Cette faiblesse a d'autres conséquences.
Si les catholiques ont de manière massive rejeté la gauche plurielle (en accordant 77 % de leurs suffrages à la droite), la droite de gouvernement élue n'est pas une droite " catholique " (si tant est que celle-ci existe). Elle est conservatrice, libérale, sans doute en mesure d'offrir aux catholiques un espace d'expression politique respectueux de leur conscience, mais elle n'est pas d'inspiration catholique.

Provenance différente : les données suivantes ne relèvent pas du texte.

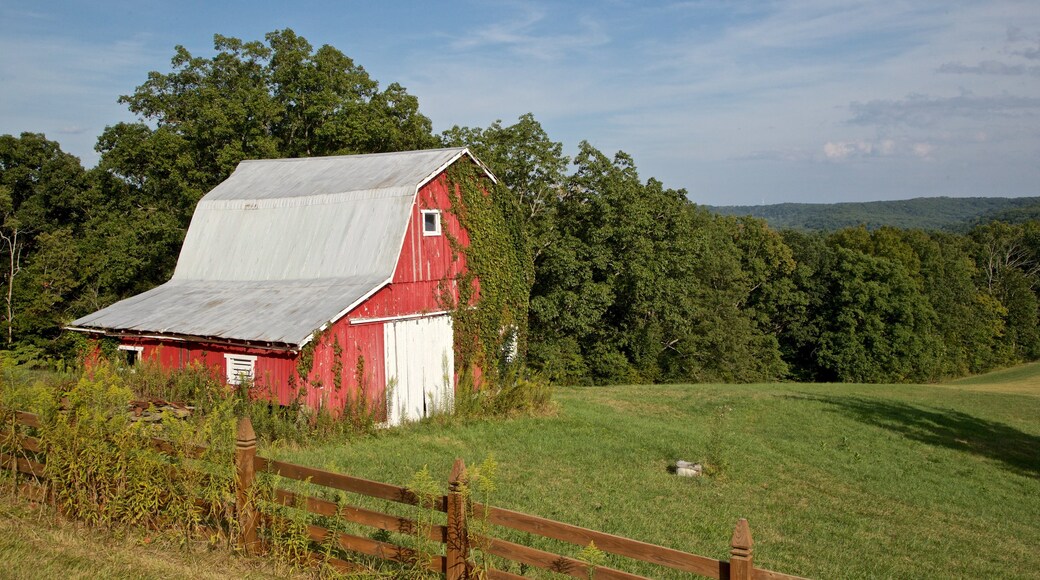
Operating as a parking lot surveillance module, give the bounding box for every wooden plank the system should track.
[0,433,44,453]
[473,503,725,580]
[257,457,447,511]
[751,568,808,580]
[472,536,647,580]
[482,568,527,580]
[0,453,45,477]
[275,490,448,544]
[15,411,40,427]
[278,516,444,572]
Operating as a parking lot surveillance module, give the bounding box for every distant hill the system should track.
[706,197,1040,231]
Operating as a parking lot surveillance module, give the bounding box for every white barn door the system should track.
[383,315,454,425]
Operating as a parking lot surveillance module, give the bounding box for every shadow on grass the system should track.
[798,394,1040,477]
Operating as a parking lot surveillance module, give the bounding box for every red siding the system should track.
[124,166,482,421]
[347,174,469,319]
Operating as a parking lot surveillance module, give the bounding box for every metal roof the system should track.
[70,148,486,347]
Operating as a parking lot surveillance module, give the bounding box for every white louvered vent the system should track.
[224,354,257,385]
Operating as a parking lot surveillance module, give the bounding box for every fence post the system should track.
[235,417,257,553]
[444,457,469,580]
[729,518,755,580]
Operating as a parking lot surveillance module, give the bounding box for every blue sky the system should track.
[0,0,1040,205]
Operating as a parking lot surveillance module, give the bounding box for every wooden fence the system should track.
[0,413,799,580]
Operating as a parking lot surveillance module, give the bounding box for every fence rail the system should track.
[0,412,799,580]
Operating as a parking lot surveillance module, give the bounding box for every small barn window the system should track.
[119,344,145,367]
[224,354,257,385]
[422,210,441,236]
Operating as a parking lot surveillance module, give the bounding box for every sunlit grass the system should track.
[271,374,1040,578]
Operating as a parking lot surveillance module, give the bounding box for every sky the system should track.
[0,0,1040,205]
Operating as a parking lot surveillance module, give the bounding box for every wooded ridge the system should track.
[707,197,1040,233]
[0,30,1040,384]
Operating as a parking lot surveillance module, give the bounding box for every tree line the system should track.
[0,30,1040,384]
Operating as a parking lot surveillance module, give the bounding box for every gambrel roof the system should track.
[70,148,495,348]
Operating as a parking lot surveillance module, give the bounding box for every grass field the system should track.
[0,365,1040,578]
[270,365,1040,578]
[0,495,292,580]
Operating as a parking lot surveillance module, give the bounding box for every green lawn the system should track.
[0,494,293,580]
[8,364,1040,578]
[266,365,1040,578]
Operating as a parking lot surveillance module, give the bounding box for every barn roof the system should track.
[70,148,494,347]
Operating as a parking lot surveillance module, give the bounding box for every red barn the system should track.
[70,149,495,424]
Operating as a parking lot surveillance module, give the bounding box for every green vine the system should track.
[441,163,534,387]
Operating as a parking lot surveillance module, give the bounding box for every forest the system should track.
[708,197,1040,233]
[6,29,1040,384]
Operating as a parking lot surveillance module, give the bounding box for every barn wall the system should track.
[347,174,469,320]
[118,166,482,421]
[122,338,295,404]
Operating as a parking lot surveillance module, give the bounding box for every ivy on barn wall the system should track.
[441,163,535,381]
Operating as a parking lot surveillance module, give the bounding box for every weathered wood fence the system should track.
[0,413,798,580]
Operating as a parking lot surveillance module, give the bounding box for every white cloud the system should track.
[913,143,935,159]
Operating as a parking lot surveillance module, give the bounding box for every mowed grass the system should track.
[265,365,1040,578]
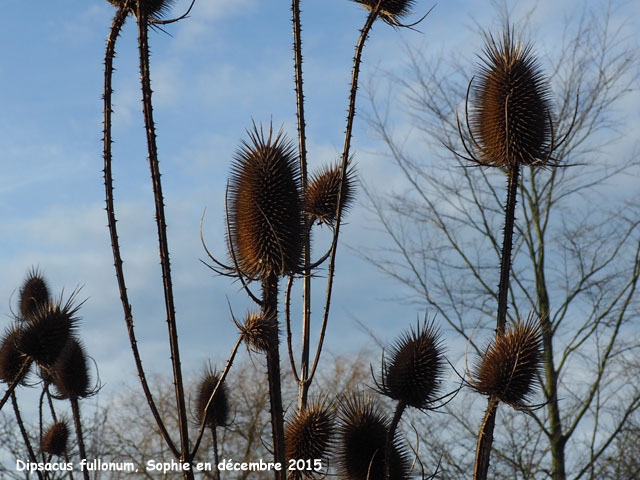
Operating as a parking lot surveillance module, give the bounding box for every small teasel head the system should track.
[284,402,335,468]
[472,317,542,408]
[470,26,553,168]
[18,268,51,321]
[376,322,445,409]
[303,164,355,225]
[40,419,69,457]
[337,394,410,480]
[228,124,304,279]
[195,368,230,428]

Il suffit d'observer la composition du gouvernement Raffarin. Sur toutes les questions sensibles, en raison de leur caractère vital et fondateur d'une société authentiquement humaine, les nouveaux ministres concernés n'offrent aucune garantie. Marie-Thérèse Boisseau, secrétaire d'État aux Handicapés, s'est faite connaître en novembre 2000, lors du débat sur l'allongement des délais de l'IVG, en proposant un amendement visant à autoriser les avortements tardifs. Jean-François Mattéi, ministre de la Santé, " ne veut pas modifier la logique de la révision des lois de bioéthique parce que la majorité a changé ". Christian Jacob, ministre délégué à la Famille, n'a jamais posé une question au gouvernement sur la politique familiale en sept années de mandat à l'Assemblée nationale.

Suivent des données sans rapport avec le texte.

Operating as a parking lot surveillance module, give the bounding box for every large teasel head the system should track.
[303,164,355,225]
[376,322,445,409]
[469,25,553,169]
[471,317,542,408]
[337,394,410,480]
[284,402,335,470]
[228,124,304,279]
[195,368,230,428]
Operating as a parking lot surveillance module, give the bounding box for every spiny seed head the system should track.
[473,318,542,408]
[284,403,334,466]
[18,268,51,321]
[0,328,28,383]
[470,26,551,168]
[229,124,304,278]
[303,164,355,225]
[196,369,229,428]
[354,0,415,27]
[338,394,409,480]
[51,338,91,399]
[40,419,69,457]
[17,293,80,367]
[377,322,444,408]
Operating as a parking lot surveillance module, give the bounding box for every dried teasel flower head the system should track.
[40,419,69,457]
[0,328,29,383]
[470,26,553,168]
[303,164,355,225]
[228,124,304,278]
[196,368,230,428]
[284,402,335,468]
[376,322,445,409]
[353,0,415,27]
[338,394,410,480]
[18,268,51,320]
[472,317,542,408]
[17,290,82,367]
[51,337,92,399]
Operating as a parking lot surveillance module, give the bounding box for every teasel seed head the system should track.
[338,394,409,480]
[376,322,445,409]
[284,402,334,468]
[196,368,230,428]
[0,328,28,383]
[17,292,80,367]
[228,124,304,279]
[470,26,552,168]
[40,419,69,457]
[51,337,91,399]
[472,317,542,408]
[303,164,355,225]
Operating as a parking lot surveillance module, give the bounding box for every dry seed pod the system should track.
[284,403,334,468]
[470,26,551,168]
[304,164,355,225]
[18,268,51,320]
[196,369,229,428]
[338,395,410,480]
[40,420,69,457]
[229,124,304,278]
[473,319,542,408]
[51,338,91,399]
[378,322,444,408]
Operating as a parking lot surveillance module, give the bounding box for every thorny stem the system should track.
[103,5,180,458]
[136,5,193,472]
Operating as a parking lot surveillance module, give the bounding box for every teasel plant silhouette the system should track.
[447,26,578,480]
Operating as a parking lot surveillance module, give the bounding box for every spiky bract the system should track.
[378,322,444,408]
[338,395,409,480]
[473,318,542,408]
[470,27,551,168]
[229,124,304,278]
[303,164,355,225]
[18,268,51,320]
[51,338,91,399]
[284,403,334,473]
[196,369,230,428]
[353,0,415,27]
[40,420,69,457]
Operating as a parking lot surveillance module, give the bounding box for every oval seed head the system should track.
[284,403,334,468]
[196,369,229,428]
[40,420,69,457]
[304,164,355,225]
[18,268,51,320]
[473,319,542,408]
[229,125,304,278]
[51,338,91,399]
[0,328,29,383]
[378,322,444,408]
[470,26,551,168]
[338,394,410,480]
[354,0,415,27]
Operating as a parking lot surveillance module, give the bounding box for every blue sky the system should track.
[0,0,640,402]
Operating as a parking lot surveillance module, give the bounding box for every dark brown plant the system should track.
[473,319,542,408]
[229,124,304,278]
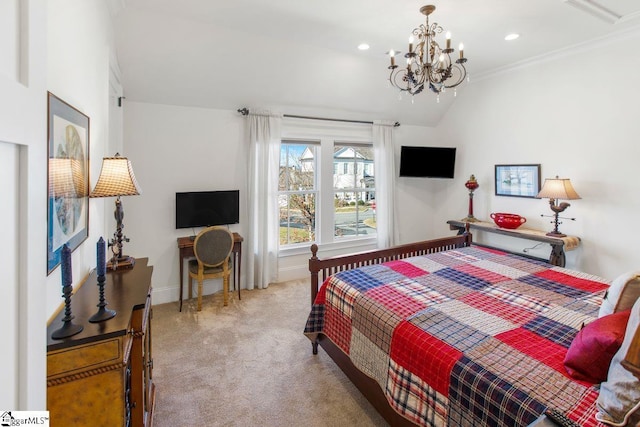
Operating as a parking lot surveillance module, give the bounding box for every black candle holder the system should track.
[89,274,116,323]
[51,284,84,340]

Ce n'est pas la présence au gouvernement de Roseline Bachelot qui fut le seul député de l'opposition à voter la loi sur le Pacs qui nous rassurera, pas plus que celle de Nicole Fontaine qui s'est opposée aux amendements européens tentant d'interdire toutes les utilisations d'embryons humains. Et que penser de celle de Noëlle Lenoir, l'inspiratrice des lois de bioéthique, ou de celle de Jean-Pierre Aillagon, le ministre de la Culture, qui s'honore de "l'ouverture de la droite vis-à-vis des comportements sexuels divergents" ?

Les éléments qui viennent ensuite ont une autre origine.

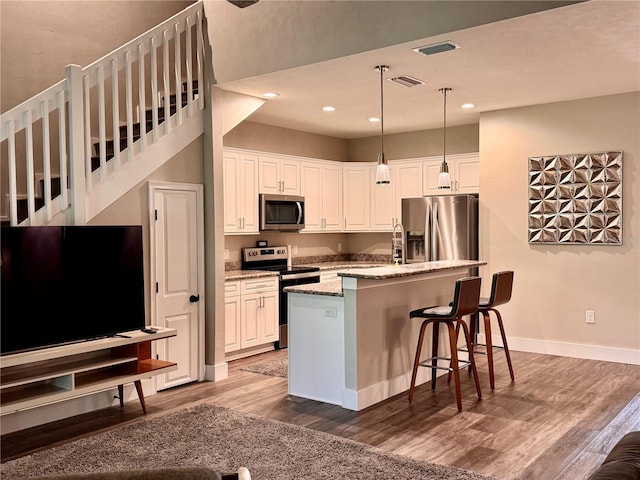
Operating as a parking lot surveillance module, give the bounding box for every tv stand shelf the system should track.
[0,327,177,415]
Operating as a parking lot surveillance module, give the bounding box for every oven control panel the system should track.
[242,246,287,262]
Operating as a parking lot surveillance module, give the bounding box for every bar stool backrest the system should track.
[483,270,513,308]
[451,277,482,317]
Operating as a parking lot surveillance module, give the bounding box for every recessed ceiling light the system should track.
[389,75,424,87]
[413,40,460,55]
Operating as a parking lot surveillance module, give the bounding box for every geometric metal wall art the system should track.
[529,152,622,245]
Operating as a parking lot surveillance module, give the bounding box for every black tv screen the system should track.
[0,226,145,355]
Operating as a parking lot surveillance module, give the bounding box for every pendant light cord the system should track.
[376,65,389,153]
[440,87,451,164]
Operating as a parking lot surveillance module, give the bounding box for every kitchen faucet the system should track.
[391,223,405,265]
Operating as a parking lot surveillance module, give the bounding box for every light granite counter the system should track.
[284,260,487,297]
[285,260,486,411]
[224,270,278,282]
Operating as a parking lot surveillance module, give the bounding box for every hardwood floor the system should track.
[1,350,640,480]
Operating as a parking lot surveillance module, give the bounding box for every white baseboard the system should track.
[502,335,640,365]
[204,362,229,382]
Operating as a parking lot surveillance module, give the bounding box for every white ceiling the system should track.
[219,0,640,139]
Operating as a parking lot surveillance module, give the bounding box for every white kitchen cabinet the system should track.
[371,160,422,232]
[224,280,241,352]
[300,161,342,232]
[423,153,480,195]
[225,276,280,354]
[223,149,259,234]
[258,155,300,195]
[342,164,374,232]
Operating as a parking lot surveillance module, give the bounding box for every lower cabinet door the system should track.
[240,294,262,348]
[260,292,280,343]
[224,295,241,353]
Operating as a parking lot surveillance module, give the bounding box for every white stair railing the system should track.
[0,2,204,225]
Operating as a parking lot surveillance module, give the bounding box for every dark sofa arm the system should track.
[589,432,640,480]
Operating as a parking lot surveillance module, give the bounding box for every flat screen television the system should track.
[0,225,145,355]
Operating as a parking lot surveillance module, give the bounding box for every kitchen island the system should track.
[285,260,486,411]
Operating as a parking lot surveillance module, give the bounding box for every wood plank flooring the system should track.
[1,350,640,480]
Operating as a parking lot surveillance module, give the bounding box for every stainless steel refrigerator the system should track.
[402,195,478,263]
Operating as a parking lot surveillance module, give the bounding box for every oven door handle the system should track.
[280,272,320,282]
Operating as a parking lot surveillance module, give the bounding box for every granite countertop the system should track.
[284,260,487,297]
[338,260,487,280]
[224,270,278,282]
[296,260,388,271]
[224,261,383,281]
[284,278,344,297]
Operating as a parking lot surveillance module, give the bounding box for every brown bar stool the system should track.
[471,271,515,390]
[409,277,482,411]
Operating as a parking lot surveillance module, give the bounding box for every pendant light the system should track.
[438,87,451,190]
[376,65,391,185]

Peu nombreux, rétifs encore à s'engager ouvertement à contre-courant, les catholiques de France, ne sont donc guère respectés. Le service du bien commun exige pourtant leur présence, ne serait-ce que pour limiter l'arbitraire des pouvoirs — quels qu'ils soient : politiques, économiques, scientifiques, culturels. Ils sont appelés à la vigilance et à l'imagination pour se faire entendre, avec la sérénité combative d'hommes et de femmes libres, sûrs que leur impuissance à peser dans le rapport de force n'est pas nécessairement un handicap. " Quand je suis faible, c'est alors que je suis fort " (Cor, 2, 12).